Dans certaines formes sévères de SVCR, le diagnostic différentiel doit se faire avec une angéite cérébrale, notamment une angéite primitive du système nerveux central (APSNC) (1). Plusieurs éléments orientent vers une APSNC : le tableau clinique s'installe insidieusement avec une céphalée progressive, suivie de déficits focaux ; l'IRM cérébrale est bien plus souvent anormale (90 vs 30 %) avec de multiples infarctus d'âges différents ; le LCR est inflammatoire (> 95 %) ; enfin, l'artériographie est fréquemment normale dans l'APSNC alors qu'elle est, par définition, toujours anormale dans le SVCR. Certains aspects sont évocateurs d'APCNS : sténoses artérielles irrégulières et asymétriques ou occlusions multiples. Dans l'éventualité où le diagnostic demeure hésitant, il peut être préférable d'instaurer une corticothérapie et d'attendre quelques jours ; les vasospasmes du RCVS vont s'améliorer rapidement, alors que les irrégularités de l'APCNS vont persister. Le traitement immunosuppresseur devrait être réservé aux patients ayant une biopsie leptoméningée démontrant une vascularite, qui par définition est absente au cours du SCVR (2).
Le traitement comporte des antalgiques, des antiépileptiques, et parfois une surveillance en soins intensifs. Il est indispensable d'arrêter toutes les substances vasoactives et de conseiller l'éviction définitive. Si les CCT apparaissent à l'effort, un repos de plusieurs jours est nécessaire. Le traitement empirique repose sur la nimodipine (1, 3), administrée dès la suspicion du diagnostic, parfois par voie intraveineuse, puis poursuivi per os quatre à huit semaines. Si les CCT semblent le plus souvent cesser en 48 à 72 heures, des AIT ou des infarctus sont survenus chez des patients traités depuis plusieurs jours (4).
Le pronostic dépend de la survenue d'AVC (HIC + infarctus) dont la fréquence est < 10% dans les deux séries prospectives (3, 4). Cependant, des cas mortels ont été publiés. Les récidives sont possibles, mais leur taux est inconnu.
* Centre d'urgences céphalées, hôpital Lariboisière, Paris (1) Calabrese LH et al.
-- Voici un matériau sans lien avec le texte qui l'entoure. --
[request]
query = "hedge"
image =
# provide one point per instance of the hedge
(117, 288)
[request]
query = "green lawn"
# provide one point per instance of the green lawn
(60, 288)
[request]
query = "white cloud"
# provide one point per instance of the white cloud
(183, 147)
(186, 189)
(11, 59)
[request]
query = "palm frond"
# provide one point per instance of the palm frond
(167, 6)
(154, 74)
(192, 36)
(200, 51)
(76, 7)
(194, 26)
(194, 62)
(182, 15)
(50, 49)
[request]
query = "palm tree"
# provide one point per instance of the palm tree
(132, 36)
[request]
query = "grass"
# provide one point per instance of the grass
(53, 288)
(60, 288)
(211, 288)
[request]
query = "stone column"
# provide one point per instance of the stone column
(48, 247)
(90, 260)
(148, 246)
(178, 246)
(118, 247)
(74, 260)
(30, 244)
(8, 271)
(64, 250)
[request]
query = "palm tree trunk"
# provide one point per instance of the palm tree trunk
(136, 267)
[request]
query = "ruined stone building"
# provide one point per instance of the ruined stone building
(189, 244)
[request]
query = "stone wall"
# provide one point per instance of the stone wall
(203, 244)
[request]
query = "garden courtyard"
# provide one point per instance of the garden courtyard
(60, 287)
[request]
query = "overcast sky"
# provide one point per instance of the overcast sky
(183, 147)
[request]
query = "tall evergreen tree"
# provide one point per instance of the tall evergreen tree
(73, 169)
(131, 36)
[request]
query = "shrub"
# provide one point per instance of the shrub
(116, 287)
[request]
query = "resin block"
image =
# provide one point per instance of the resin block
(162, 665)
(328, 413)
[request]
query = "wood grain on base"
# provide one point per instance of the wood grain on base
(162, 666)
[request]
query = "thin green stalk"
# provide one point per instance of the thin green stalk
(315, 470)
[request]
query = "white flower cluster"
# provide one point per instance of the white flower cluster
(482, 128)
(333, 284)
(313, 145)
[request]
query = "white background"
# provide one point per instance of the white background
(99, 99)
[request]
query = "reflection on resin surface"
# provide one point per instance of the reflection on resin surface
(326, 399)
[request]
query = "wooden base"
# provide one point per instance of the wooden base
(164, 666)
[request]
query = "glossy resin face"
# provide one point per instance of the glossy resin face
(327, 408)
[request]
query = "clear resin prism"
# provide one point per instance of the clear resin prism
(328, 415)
Narrative review: reversible cerebral vasoconstriction syndromes. Ann Intern Med 2007; 146: 34-44.
(2) Hajj-Ali RA et al. Benign angiopathy of the central nervous system: cohort of 16 patients with clinical course and long-term followup. Arthritis Rheum 2002; 47: 662-9.
(3) Chen SP et al. Recurrent primary thunderclap headache and benign CNS angiopathy: spectra of the same disorder? Neurology 2006; 67: 2164-9.
(4) Ducros A et al. The clinical and radiological spectrum of reversible cerebral vasoconstriction syndrome. A prospective series of 67 patients. Brain 2007; 130: 3091-101. Epub 2007 Nov 19.
(5) Schwedt TJ et al. Thunderclap headache. Lancet Neurol 2006; 5: 621-31.
Critères diagnostiques
(adaptés des critères diagnostiques de l'International Headache Society pour l'« angiopathie cérébrale aiguë bénigne » et des critères proposés en 2007 par Calabrese et coll.)
-------------------------Céphalée aiguë et sévère (souvent en coup de tonnerre), isolée ou associée à des déficits neurologiques focaux ou à des crises comitiales.
Évolution clinique d'un seul tenant, sans nouveaux symptômes apparaissant au-delà d'un mois après le début.
Vasoconstriction segmentaire des artères cérébrales démontrée par une angiographie conventionnelle ou non invasive (ARM, angioscanner).
Exclusion d'une hémorragie sous-arachnoïdienne par rupture d'anévrysme.
Liquide céphalorachidien normal ou modérément anormal (protéinorachie < 1 g/L, leucocytes < 15 par mm3, glycorachie normale).
Disparition des anomalies artérielles démontrée par une deuxième angiographie conventionnelle ou non invasive, faite dans les douze premières semaines.